The bottom line seems clearly to be that those who make up a business corporation are people engaged in profit making endeavors, something that many folks around the country and the globe deem to be unseemly. In the Soviet Union these people were considered profiteers and accordingly taken to be criminals, given that the USSR was committed to the Marxist communist ideal that wealth may not be pursued by individuals but must be shared among all. Not that most Soviet citizens bought into this but the official ideology adhered to the idea.

What business corporations are, by my common sense understanding, is organizations established by a bunch of human beings for the purpose of conducting commerce and reaping economic benefits from this. The organization usually employs some managers and the like who are responsible to guide it toward economic success. If they fail, they are usually let go but if they succeed, they often get very well paid--after all, they helped a lot of people, shareholders and stockholders, to reap profits.

So what is the fuss all about? Why is a symphony orchestra accepted as comprised of human beings but not a business corporation? Well, I think maybe it is the widespread prejudice among intellectuals against wealth care.
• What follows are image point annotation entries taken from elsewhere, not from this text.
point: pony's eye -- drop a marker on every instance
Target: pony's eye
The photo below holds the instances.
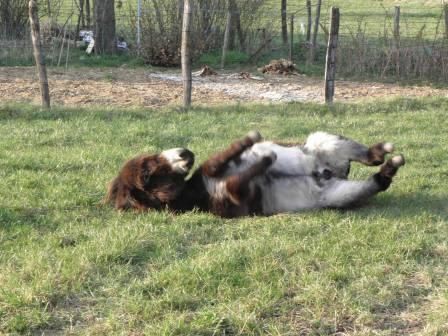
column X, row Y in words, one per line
column 327, row 174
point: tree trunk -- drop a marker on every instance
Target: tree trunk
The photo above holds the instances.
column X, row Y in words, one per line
column 105, row 42
column 284, row 23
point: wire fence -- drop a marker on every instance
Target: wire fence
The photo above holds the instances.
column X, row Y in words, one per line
column 369, row 44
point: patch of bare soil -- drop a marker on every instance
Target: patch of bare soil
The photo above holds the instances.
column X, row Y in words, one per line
column 124, row 87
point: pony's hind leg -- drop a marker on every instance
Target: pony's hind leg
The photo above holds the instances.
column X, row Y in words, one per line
column 345, row 194
column 217, row 165
column 238, row 185
column 376, row 154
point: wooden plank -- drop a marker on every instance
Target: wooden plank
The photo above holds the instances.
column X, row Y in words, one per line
column 186, row 54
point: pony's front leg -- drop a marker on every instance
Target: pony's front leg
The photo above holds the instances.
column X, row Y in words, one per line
column 346, row 194
column 218, row 164
column 375, row 154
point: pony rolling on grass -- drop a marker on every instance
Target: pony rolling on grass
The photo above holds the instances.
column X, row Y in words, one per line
column 255, row 177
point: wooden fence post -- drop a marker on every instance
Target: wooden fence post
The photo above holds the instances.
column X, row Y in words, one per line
column 397, row 25
column 330, row 65
column 312, row 54
column 291, row 38
column 225, row 45
column 284, row 23
column 310, row 21
column 397, row 39
column 185, row 53
column 38, row 53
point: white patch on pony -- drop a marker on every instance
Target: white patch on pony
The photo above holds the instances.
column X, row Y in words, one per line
column 289, row 160
column 178, row 164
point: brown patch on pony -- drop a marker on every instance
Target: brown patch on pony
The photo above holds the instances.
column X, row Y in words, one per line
column 144, row 182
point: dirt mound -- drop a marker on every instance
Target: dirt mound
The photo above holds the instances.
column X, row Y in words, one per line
column 205, row 71
column 280, row 66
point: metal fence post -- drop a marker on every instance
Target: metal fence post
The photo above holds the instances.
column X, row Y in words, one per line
column 38, row 53
column 185, row 52
column 330, row 66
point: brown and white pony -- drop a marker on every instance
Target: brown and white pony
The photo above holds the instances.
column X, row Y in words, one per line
column 254, row 177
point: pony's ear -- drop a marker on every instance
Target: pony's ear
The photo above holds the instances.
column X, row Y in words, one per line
column 118, row 195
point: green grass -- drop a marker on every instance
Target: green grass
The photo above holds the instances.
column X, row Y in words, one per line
column 71, row 266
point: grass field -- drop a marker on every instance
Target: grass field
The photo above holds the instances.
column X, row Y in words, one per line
column 71, row 266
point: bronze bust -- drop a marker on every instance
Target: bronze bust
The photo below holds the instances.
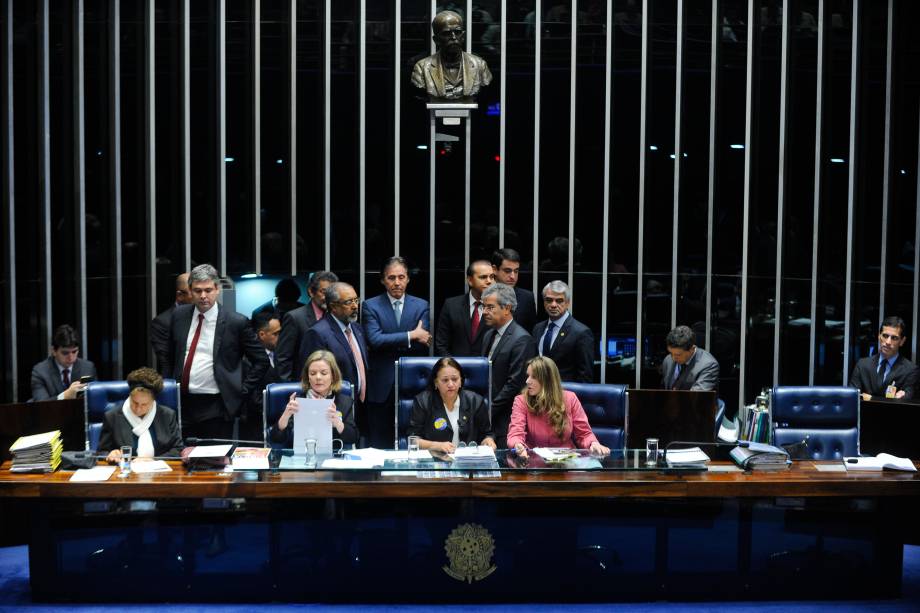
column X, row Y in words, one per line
column 451, row 73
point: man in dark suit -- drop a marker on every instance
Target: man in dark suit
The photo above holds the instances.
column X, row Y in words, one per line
column 159, row 326
column 875, row 373
column 207, row 346
column 58, row 376
column 460, row 327
column 688, row 367
column 295, row 323
column 509, row 347
column 506, row 263
column 397, row 325
column 564, row 339
column 339, row 332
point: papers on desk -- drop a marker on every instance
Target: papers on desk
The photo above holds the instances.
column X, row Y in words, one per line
column 879, row 463
column 96, row 473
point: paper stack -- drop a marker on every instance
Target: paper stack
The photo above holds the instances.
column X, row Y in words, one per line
column 38, row 453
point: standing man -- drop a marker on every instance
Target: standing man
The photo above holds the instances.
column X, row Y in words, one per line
column 509, row 347
column 339, row 332
column 58, row 376
column 506, row 263
column 207, row 345
column 873, row 374
column 688, row 367
column 159, row 326
column 295, row 323
column 397, row 325
column 563, row 338
column 460, row 330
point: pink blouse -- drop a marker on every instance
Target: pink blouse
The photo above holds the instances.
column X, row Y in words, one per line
column 536, row 431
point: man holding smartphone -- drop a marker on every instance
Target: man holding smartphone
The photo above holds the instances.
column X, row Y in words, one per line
column 63, row 374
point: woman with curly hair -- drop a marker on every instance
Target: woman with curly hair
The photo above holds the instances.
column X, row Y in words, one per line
column 545, row 415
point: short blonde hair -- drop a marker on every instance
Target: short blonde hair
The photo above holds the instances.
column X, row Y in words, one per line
column 327, row 357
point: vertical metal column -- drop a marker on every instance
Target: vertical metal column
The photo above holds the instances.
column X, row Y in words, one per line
column 816, row 214
column 643, row 100
column 851, row 191
column 752, row 25
column 608, row 71
column 79, row 168
column 9, row 202
column 781, row 191
column 678, row 107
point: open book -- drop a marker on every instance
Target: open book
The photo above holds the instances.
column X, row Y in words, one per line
column 879, row 462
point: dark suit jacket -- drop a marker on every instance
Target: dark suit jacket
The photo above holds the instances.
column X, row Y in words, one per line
column 572, row 351
column 700, row 373
column 473, row 419
column 326, row 334
column 903, row 374
column 453, row 334
column 345, row 405
column 387, row 340
column 159, row 340
column 46, row 378
column 509, row 371
column 294, row 326
column 233, row 339
column 525, row 314
column 117, row 432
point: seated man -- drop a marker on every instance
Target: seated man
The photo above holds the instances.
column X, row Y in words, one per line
column 875, row 373
column 58, row 377
column 688, row 367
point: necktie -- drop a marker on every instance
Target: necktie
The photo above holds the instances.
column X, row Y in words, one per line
column 356, row 351
column 474, row 322
column 187, row 368
column 548, row 338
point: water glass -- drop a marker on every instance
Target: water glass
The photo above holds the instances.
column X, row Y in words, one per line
column 125, row 463
column 651, row 451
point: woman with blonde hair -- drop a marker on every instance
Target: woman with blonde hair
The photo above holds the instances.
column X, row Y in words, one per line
column 545, row 415
column 321, row 378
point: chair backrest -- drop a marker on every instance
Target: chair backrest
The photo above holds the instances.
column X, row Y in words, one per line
column 101, row 396
column 275, row 398
column 827, row 416
column 412, row 375
column 605, row 406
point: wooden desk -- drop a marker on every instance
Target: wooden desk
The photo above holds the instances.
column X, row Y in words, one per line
column 546, row 536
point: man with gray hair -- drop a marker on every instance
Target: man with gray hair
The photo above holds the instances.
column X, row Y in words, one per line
column 207, row 344
column 566, row 340
column 509, row 347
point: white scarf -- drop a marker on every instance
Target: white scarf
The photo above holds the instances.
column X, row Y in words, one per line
column 140, row 426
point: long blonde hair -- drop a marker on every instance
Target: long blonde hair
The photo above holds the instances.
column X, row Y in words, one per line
column 550, row 400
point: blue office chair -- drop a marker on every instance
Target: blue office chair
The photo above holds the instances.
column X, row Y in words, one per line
column 275, row 398
column 412, row 375
column 102, row 396
column 828, row 417
column 605, row 405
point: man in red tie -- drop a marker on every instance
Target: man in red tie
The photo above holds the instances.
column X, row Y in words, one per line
column 207, row 345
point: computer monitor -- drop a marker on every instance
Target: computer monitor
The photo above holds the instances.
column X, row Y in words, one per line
column 669, row 415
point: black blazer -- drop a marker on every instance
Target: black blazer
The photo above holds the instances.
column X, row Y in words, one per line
column 453, row 334
column 509, row 371
column 346, row 406
column 233, row 339
column 46, row 378
column 159, row 340
column 903, row 374
column 573, row 350
column 294, row 326
column 473, row 419
column 525, row 313
column 117, row 432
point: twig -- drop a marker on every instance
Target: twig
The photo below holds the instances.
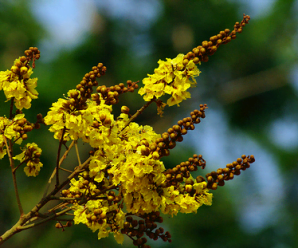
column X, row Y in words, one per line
column 138, row 112
column 58, row 158
column 77, row 152
column 13, row 171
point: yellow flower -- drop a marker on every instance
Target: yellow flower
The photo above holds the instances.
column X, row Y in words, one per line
column 19, row 87
column 31, row 154
column 171, row 77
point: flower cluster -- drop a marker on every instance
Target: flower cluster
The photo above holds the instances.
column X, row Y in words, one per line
column 16, row 82
column 30, row 156
column 123, row 186
column 172, row 77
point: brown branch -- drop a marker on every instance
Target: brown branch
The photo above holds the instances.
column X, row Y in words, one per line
column 138, row 112
column 26, row 217
column 13, row 172
column 58, row 157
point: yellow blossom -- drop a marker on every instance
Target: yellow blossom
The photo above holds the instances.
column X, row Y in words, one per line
column 171, row 77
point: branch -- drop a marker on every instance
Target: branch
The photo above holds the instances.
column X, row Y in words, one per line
column 13, row 172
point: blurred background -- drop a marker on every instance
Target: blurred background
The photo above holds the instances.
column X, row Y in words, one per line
column 250, row 86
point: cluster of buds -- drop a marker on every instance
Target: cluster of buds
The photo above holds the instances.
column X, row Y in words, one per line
column 111, row 94
column 32, row 54
column 136, row 229
column 85, row 86
column 175, row 176
column 218, row 178
column 175, row 134
column 208, row 48
column 21, row 67
column 23, row 126
column 59, row 225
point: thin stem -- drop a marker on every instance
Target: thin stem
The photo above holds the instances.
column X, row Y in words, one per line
column 26, row 217
column 58, row 158
column 61, row 168
column 78, row 154
column 13, row 172
column 44, row 220
column 60, row 162
column 138, row 113
column 25, row 161
column 11, row 108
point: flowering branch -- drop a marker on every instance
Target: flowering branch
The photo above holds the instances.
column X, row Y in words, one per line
column 123, row 186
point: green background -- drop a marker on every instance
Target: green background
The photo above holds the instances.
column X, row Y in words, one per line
column 250, row 86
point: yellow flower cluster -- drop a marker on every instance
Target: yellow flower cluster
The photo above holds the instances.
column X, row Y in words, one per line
column 172, row 77
column 17, row 84
column 91, row 124
column 7, row 131
column 122, row 160
column 30, row 155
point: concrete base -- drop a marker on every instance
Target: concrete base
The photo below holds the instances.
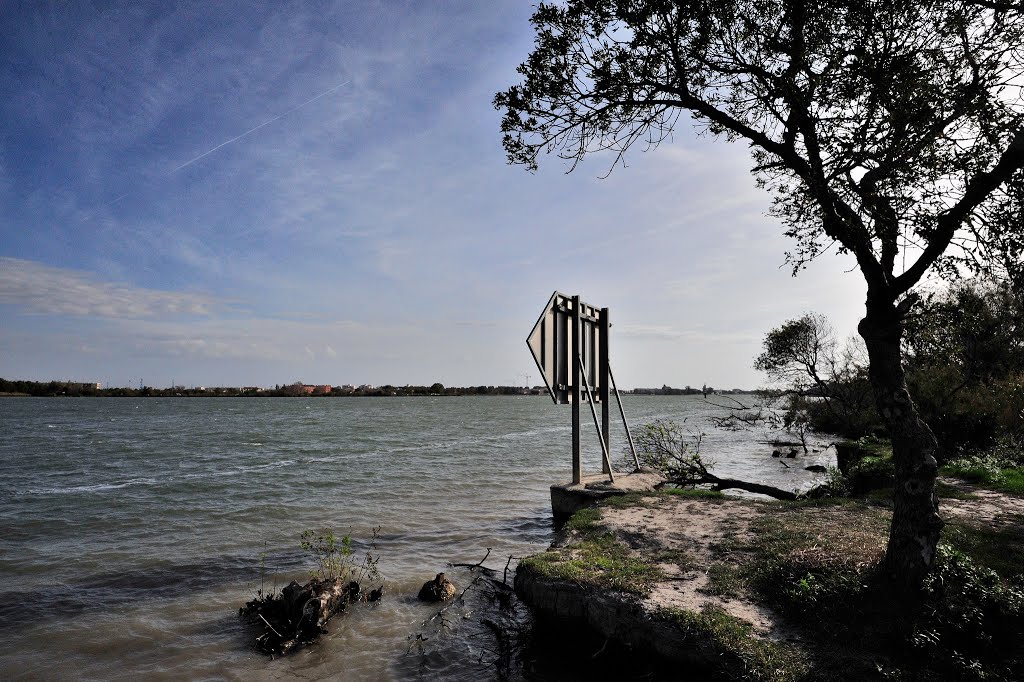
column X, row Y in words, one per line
column 567, row 499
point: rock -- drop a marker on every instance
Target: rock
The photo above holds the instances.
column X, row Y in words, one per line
column 375, row 595
column 439, row 589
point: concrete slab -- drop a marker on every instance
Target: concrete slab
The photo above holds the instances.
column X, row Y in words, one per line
column 567, row 499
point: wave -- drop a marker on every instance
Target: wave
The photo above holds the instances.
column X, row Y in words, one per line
column 95, row 487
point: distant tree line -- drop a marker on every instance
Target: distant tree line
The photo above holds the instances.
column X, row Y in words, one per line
column 964, row 353
column 79, row 389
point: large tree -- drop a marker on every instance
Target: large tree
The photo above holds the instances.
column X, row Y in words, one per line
column 893, row 131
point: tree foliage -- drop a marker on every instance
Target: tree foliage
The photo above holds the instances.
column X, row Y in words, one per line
column 893, row 131
column 880, row 127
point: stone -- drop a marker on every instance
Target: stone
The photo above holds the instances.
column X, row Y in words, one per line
column 439, row 589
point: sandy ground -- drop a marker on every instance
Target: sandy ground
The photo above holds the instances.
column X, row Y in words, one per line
column 700, row 528
column 987, row 508
column 695, row 526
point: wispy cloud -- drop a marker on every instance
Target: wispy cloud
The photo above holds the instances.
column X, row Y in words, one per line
column 41, row 289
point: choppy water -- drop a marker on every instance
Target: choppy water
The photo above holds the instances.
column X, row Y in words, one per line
column 131, row 529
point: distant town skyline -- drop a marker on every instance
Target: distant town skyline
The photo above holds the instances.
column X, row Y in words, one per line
column 235, row 194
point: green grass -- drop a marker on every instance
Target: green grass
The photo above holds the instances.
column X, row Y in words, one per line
column 699, row 494
column 1013, row 481
column 987, row 474
column 652, row 498
column 585, row 520
column 998, row 549
column 738, row 652
column 598, row 560
column 725, row 580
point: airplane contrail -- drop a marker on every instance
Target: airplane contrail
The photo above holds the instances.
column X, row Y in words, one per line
column 252, row 130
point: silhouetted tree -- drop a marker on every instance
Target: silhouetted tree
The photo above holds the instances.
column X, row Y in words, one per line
column 893, row 131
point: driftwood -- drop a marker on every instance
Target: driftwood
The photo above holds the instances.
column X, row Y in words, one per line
column 663, row 445
column 299, row 613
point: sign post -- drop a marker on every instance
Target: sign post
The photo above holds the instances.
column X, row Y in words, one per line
column 569, row 344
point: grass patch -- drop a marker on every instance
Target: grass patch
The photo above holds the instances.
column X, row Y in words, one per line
column 725, row 580
column 1013, row 481
column 585, row 520
column 951, row 492
column 987, row 474
column 651, row 498
column 1000, row 550
column 598, row 560
column 737, row 651
column 698, row 493
column 680, row 558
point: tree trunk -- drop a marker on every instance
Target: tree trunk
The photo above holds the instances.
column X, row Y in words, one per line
column 915, row 523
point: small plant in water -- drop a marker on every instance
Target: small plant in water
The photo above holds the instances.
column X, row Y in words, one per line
column 334, row 556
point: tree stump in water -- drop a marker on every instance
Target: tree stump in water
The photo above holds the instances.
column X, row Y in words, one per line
column 439, row 589
column 299, row 614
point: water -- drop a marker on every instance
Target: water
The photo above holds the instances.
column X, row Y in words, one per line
column 132, row 528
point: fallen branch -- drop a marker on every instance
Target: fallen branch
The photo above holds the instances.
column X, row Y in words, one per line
column 478, row 564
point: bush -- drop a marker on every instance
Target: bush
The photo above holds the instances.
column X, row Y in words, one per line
column 971, row 624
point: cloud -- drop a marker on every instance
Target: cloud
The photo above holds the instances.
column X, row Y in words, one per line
column 45, row 290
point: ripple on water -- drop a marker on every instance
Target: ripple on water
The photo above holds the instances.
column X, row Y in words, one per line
column 136, row 527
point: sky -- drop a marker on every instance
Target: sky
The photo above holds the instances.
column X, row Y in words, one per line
column 227, row 194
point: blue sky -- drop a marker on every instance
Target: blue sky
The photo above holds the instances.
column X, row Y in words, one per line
column 225, row 194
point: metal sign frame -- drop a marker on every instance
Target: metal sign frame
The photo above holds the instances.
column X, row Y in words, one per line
column 569, row 344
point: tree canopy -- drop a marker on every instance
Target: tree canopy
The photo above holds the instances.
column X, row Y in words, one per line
column 892, row 130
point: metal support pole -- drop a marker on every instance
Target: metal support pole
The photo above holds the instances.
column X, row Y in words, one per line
column 606, row 461
column 629, row 435
column 602, row 382
column 574, row 392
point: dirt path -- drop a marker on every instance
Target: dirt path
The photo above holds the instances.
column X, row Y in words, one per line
column 985, row 508
column 702, row 529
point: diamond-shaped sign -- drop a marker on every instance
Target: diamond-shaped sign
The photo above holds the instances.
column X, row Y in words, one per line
column 549, row 343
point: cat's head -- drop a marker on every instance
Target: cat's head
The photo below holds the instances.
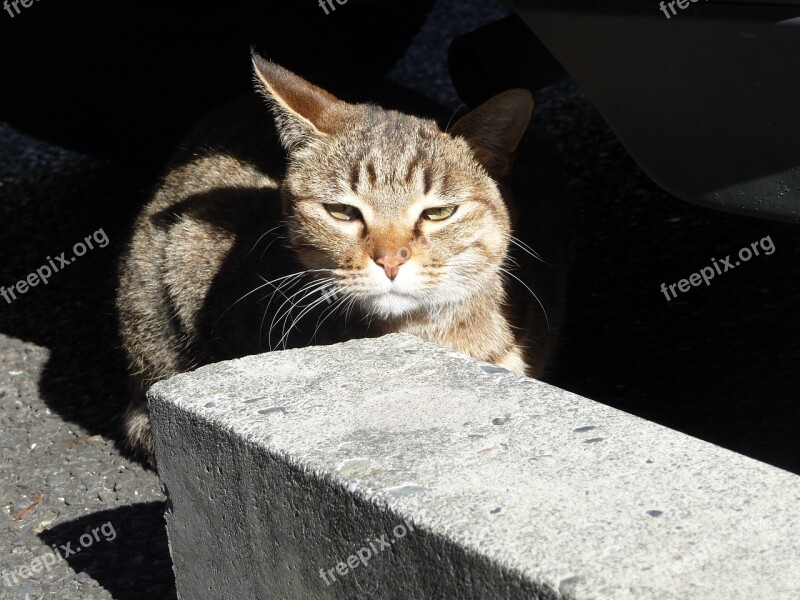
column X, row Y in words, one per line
column 401, row 216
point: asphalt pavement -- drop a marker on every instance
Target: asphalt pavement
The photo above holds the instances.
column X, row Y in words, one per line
column 718, row 362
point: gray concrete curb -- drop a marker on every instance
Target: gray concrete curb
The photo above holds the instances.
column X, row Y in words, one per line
column 282, row 468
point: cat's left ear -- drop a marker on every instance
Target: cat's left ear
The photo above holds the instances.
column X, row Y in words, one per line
column 302, row 110
column 494, row 129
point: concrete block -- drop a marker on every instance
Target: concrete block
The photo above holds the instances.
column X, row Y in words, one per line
column 284, row 471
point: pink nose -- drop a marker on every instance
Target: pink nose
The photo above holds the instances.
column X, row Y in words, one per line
column 391, row 264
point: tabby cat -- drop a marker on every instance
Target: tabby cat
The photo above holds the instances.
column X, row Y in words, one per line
column 329, row 221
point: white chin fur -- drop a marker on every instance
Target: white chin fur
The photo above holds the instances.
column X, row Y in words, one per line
column 391, row 305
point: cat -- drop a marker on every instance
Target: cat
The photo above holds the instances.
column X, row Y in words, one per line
column 293, row 217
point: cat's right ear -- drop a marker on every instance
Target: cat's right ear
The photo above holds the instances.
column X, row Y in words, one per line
column 302, row 111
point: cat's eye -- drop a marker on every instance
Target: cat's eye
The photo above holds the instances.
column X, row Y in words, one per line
column 439, row 213
column 343, row 212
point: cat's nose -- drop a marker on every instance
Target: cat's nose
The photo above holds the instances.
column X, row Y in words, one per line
column 391, row 264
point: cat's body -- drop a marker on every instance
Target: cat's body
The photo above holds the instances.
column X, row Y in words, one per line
column 391, row 224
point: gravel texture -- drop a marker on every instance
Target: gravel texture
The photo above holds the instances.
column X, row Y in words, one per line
column 719, row 362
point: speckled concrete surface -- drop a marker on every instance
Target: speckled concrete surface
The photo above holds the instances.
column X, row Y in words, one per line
column 721, row 363
column 576, row 497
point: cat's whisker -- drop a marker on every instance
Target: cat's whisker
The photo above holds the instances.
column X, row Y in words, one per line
column 307, row 290
column 527, row 249
column 305, row 311
column 453, row 116
column 547, row 320
column 258, row 241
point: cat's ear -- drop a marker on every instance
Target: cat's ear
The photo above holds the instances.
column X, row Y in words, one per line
column 302, row 111
column 493, row 130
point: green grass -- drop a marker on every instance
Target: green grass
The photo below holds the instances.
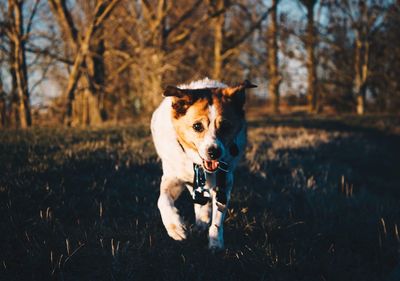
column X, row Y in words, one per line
column 315, row 199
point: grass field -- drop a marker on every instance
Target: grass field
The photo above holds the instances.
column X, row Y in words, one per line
column 315, row 199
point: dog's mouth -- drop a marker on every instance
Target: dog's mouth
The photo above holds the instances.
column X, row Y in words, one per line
column 210, row 165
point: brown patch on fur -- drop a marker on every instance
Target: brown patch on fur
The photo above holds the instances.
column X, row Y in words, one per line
column 189, row 109
column 196, row 112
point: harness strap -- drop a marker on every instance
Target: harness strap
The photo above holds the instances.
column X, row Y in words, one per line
column 201, row 195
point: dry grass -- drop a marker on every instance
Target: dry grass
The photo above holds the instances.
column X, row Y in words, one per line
column 315, row 199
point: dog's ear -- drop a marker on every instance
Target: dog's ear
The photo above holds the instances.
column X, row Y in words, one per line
column 237, row 93
column 231, row 91
column 172, row 91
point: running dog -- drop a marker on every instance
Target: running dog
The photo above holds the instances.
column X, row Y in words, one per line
column 199, row 131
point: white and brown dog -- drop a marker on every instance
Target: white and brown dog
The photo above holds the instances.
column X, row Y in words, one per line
column 199, row 131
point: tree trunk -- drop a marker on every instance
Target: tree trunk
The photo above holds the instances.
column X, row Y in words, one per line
column 3, row 108
column 218, row 40
column 274, row 79
column 361, row 73
column 88, row 68
column 310, row 63
column 19, row 65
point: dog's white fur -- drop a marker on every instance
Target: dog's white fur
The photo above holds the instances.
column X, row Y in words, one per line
column 177, row 165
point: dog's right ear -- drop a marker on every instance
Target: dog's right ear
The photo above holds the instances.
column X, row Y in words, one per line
column 172, row 91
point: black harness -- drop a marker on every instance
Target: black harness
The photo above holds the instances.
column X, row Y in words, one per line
column 201, row 195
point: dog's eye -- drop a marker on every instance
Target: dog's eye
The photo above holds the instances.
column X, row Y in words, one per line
column 225, row 126
column 198, row 127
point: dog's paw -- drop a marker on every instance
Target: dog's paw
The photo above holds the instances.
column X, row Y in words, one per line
column 176, row 231
column 201, row 226
column 216, row 245
column 216, row 239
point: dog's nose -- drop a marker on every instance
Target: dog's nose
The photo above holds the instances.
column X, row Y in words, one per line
column 214, row 152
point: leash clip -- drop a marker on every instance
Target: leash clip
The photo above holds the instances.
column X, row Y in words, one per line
column 200, row 195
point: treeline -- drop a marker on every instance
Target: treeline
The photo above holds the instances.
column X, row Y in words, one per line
column 95, row 61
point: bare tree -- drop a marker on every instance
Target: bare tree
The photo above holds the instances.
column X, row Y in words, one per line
column 17, row 36
column 87, row 111
column 274, row 78
column 310, row 50
column 227, row 45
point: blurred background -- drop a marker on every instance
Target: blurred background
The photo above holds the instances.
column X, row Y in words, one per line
column 94, row 62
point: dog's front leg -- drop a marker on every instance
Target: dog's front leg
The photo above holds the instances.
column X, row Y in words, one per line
column 216, row 230
column 170, row 190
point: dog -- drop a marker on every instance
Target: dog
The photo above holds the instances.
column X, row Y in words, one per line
column 199, row 132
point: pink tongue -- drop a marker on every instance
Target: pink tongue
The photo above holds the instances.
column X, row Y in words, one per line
column 211, row 165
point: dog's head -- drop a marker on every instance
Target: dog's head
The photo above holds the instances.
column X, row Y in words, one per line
column 207, row 120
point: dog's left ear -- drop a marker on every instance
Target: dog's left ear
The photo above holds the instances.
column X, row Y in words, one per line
column 232, row 91
column 172, row 91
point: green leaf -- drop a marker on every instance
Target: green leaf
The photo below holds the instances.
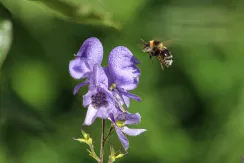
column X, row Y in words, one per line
column 5, row 39
column 84, row 13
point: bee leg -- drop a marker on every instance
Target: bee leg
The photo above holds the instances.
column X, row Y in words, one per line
column 161, row 61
This is why public enterprises like PBS, NPR and most educational institutions are deemed by them holier than all get out but private enterprises are besmirched routinely. As if those involved in public undertakings were all morally superior, while those seeking profit must all be cads.

But as public choice theory has so well demonstrated, those standing up for the public interest are by no means without the temptation to pursue their own agendas instead of the public interest, something that hardly anyone knows enough about to actually serve conscientiously.

Let’s stop this business bashing that is, especially now, so damaging to society, what with everyone needing business to forge ahead and succeed so that we can all make a decent living from the employment their profit pursuits make possible. It is utterly bizarre that this kind of an attitude toward business corporations can be in place when those corporations are so necessary for us all to recover economic well being.

So the answer to the question about corporations being people or not is that they definitely are although they may not be the sort of people the critics admire or want to have around much of the time.